O heterônimo de Fernando Pessoa volta a Portugal após uma temporada autoexilado no Brasil. Ela é instado a colocar de lado sua índole contemplativa e tomar partido dos eventos históricos de sua época.

Crítica

Diante de uma adaptação da literatura ao cinema, convém, talvez por prudência, quiçá por obrigação, refletir a respeito dos limites (se eles existirem) entre o concernente ao escritor e aquilo que diz respeito ao trabalho interpretativo do cineasta. Baseado no livro homônimo de José Saramago, O Ano da Morte de Ricardo Reis tem o pressuposto de tratar personagens e circunstâncias com uma solenidade reverente ao original, envelopando a celebração da palavra com a moldura plástica que, de certo modo, é vizinha da metalinguagem. O cineasta João Botelo remonta aos anos 1930 em Portugal, não tentando reconstituir a época orientado pela verossimilhança histórica. Nesse esforço de transposição, recorre referencialmente à forma como o cinema da década citada representava sua realidade, vide o clima alusivo à vertente noir. A belíssima fotografia de João Ribeiro, com um preto e branco bastante saturado e constantes halos ressaltando detalhes, ao ponto fomentar um bonito clima onírico, encabeça a construção estético-narrativa que vira um fundamento visual/dramático.

Para compreender profundamente o diálogo entre as obras (a original e a derivativa), seria necessário ter lido a primeira. Todavia, mesmo sem tal conhecimento prévio, é evidente que O Ano da Morte de Ricardo Reis se empenha em contemplar vários aspectos dessa literatura, especialmente a prosa poética de José Saramago, escritor afamado por prescindir de pontuação e condensar grandes reflexões em frases aparentemente displicentes. O cineasta João Botelho persegue e valoriza essa essência sintética, frequentemente orquestrando as cenas para que elas culminem na demonstração da faculdade luminar das sentenças oriundas do cotidiano do poeta. Ricardo Reis (Chico Diaz) é um dos quatro heterônimos – autor fictício, com personalidade e estilo singulares – de Fernando Pessoa (Luís Lima Barreto). Depois de passar mais de 15 anos do Brasil, ele retorna à chuvosa Portugal durante o auge do período salazarista, quando os militares regiam a nação sob os preceitos de um obscurantismo autoritário. O protagonista intenta passar ao largo da política, mas ela o alcança.

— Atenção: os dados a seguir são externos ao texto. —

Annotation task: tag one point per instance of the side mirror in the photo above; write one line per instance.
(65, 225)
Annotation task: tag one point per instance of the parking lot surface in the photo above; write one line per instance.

Inclusive por conta da interpretação excelente de Chico Diaz, Ricardo Reis consegue ser lido como homem do seu tempo, tendo resguardada a integridade do prisma contraditório de monarquista descrente em reis e contrário à democracia. Boa parte de O Ano da Morte de Ricardo Reis é sobre a forma como essa invenção dialoga com seu equivalente factual que acabara de morrer e tem como (di)vagar. O simples fato de Ricardo e Fernando falarem sobre tudo, das trivialidades do comportamento rotineiro às naturezas intrincadas do imponderável, já se configura numa potência, por si capaz de criar uma vultuosa camada lírica. Entretanto, os contornos da encenação dão o tônus de tragédia anunciada. A finitude do sujeito é prenunciada pelo título. João Botelho, embora não lembre insistentemente o espectador de que seu protagonista inevitavelmente morrerá naquele ano, deixa aberta aos que não se desprenderam da informação disposta antecipadamente a possibilidade da leitura fúnebre. Ricardo dialoga consigo à beira do fim, nesse ínterim encarando falências.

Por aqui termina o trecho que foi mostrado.